Cada caso va a ser distinto y hay que tener en cuenta muy distintos parámetros. Según simulaciones realizadas, el gasto de energía de un tren será diferente en función de su longitud (un vagón de más para una misma locomotora puede equivaler a encender el motor de un camión adicional), del tipo de carga (los portaautomóviles son los que requieren más energía por tonelada transportada), de las características de la línea…  Y, por supuesto, de que la locomotora sea diésel o eléctrica. El mismo tren diésel de antes con una carga de 200 toneladas de productos petroquímicos por un perfil suave generará 25,2 gramos de CO2. por tonelada de mercancía y kilómetro, mientras que uno eléctrico produciría de forma indirecta 11,2 gramos de CO2.
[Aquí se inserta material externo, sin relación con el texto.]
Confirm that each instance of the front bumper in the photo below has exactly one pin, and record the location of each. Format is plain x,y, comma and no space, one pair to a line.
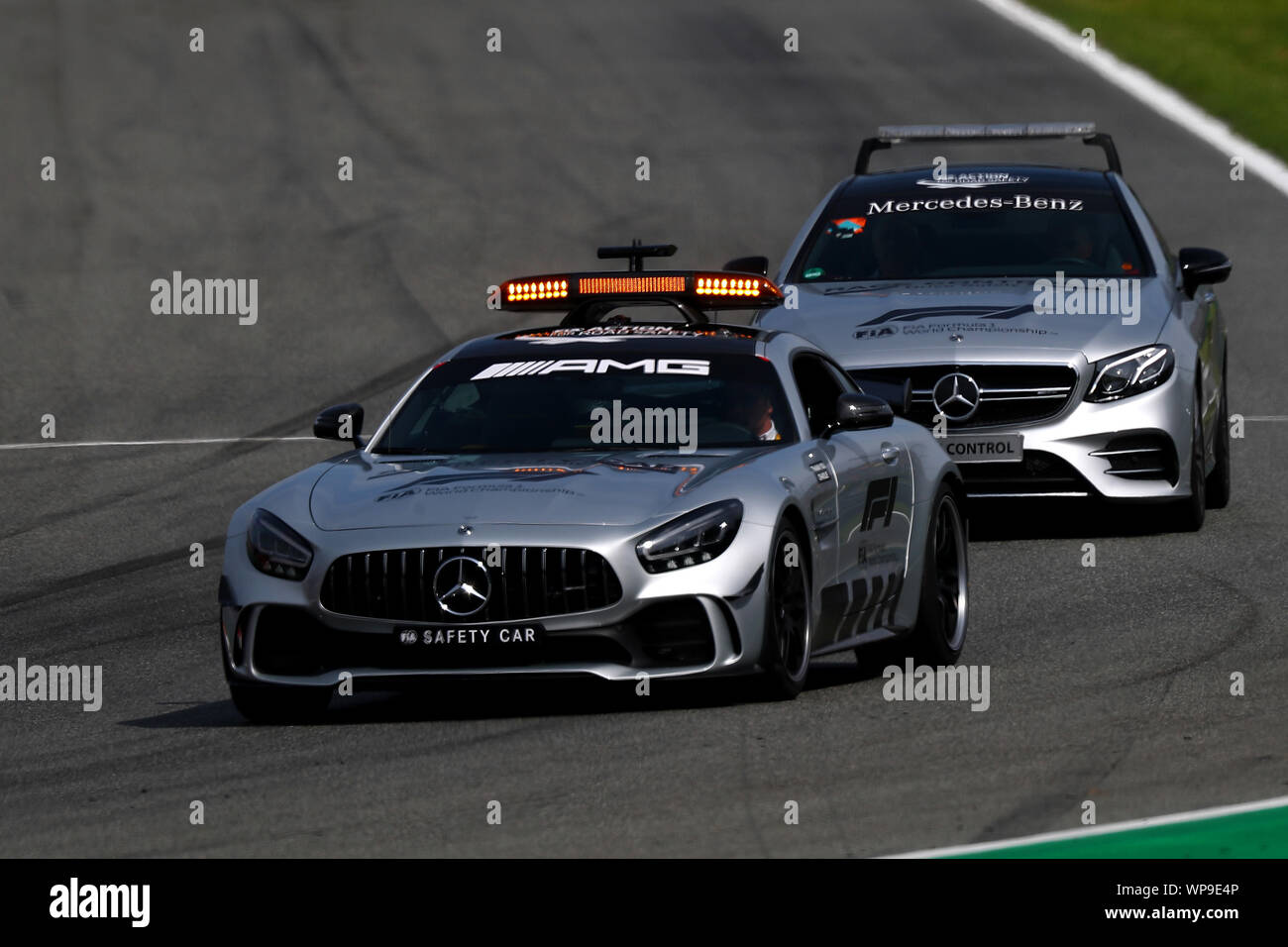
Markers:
702,620
1133,450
Desde hace un tiempo, hay otra pregunta que genera mucha discusión: ¿Se deben meter los trenes de mercancías por las líneas de alta velocidad? Esto también ha sido analizado por estos investigadores para el tramo que va entre La Robla (León) y Pola de Lena (Asturias). La distancia en línea recta entre estas dos localidades es de 42,745 km, pero el trayecto de la línea ferroviaria convencional es de 83 km, tardando un tren de mercancías de 1.000 toneladas unos 94 minutos en ir de un punto a otro. Ahora bien, si el convoy aprovechase la línea de alta velocidad con los dos nuevos túneles de Pajares, la distancia se acortaría a 46,2 kilómetros y el tiempo de viaje se reduciría a 42-49 minutos. Suponiendo que por este tramo pasase un tren de viajeros por sentido cada hora entre Asturias y Madrid (lo que es mucho), esto permitiría intercalar entre ellos 58 convoyes de mercancías al día (circulando ahora de media 20 por la vía convencional). Pero, sobre todo, esto también supondría a lo largo de un año una reducción de unos 1,36 millones de kilos de CO2, el equivalente a las emitidas en un año en el recorrido Madrid-Asturias por unos 2.906 camiones. “En el norte resulta más ventajoso porque las líneas son más antiguas, pero habría que estudiarlo para cada caso concreto”, incide García Álvarez. “La respuesta siempre es la misma: depende”.